Did you do any of them perfectly your first time around? I certainly didn’t. It’s been said that mastery in any area takes somewhere in the vicinity of 10,000 hours. If you spread that out over a few hours per day working on your craft, figure that it will take 9 – 10 years before you’re truly world class. This is why it’s so important to focus more on the journey and the lessons learned along the way than the end result.
Ask anyone that achieves any great measure of success. They will tell you the journey is much more rewarding than the result. For example, say your goal is to amass 1 million dollars within the next 10 years. I can assure you that you’ll feel much better about the money if you earned it through successful execution of your strategy than if someone were to just hand it to you.

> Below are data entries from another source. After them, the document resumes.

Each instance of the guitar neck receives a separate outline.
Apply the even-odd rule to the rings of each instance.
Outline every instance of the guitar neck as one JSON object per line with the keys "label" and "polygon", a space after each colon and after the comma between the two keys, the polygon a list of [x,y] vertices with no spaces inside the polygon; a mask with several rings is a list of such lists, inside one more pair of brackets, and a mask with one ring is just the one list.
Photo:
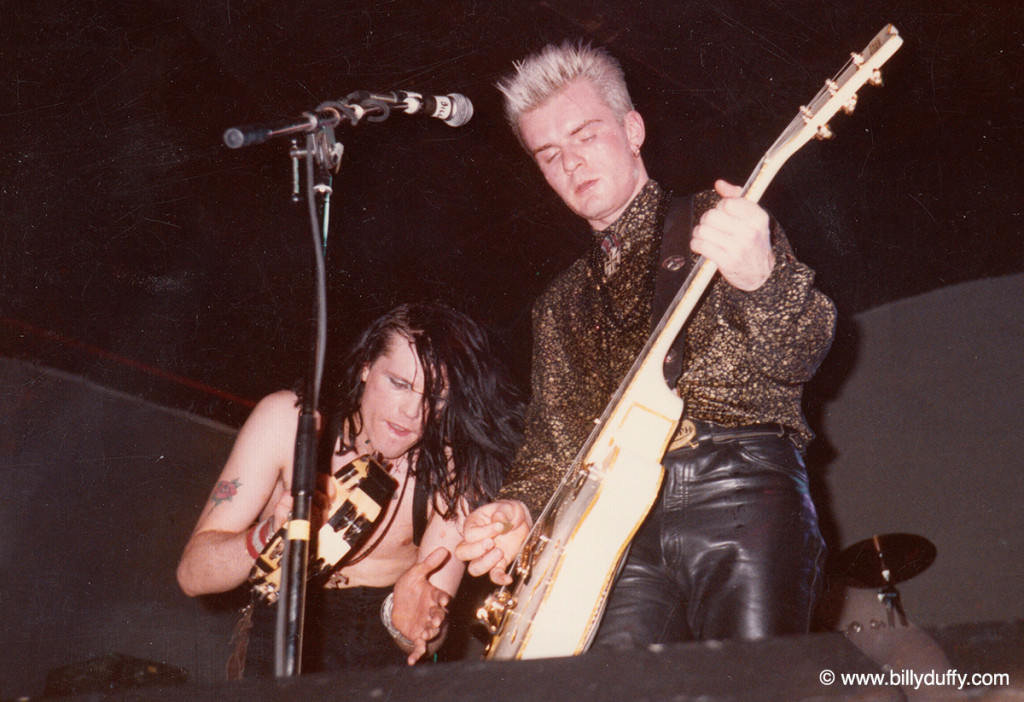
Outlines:
{"label": "guitar neck", "polygon": [[[797,116],[761,157],[744,184],[741,196],[751,202],[758,202],[790,156],[813,138],[831,138],[828,120],[840,110],[846,113],[853,112],[857,103],[857,91],[865,83],[881,84],[880,67],[902,44],[903,39],[896,28],[887,24],[862,52],[850,54],[850,59],[839,74],[825,81],[825,86],[807,106],[800,108]],[[713,261],[704,256],[697,259],[693,272],[669,305],[668,311],[644,348],[641,359],[648,353],[664,358],[717,271],[718,267]],[[628,384],[639,369],[639,363],[634,365],[624,384]]]}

For those striving for accomplishment, it’s is in our DNA to do what’s challenging even if it takes time. It’s the reason why climbing a mountain results in a much greater sense of accomplishment than simply being dropped off at the top. How you reach your goal matters.
Patience is a very important aspect of achievement.
Ron Henry Tweet
10.....
Tying it All Together
Often in life the best ways to win is to ensure you don’t lose. I hope my list serves you well in your journey. I’d love to hear from you. Is there anything I missed?
What do you think are other barriers to achieving your most ambitious goals? What would you add as the 10th barrier?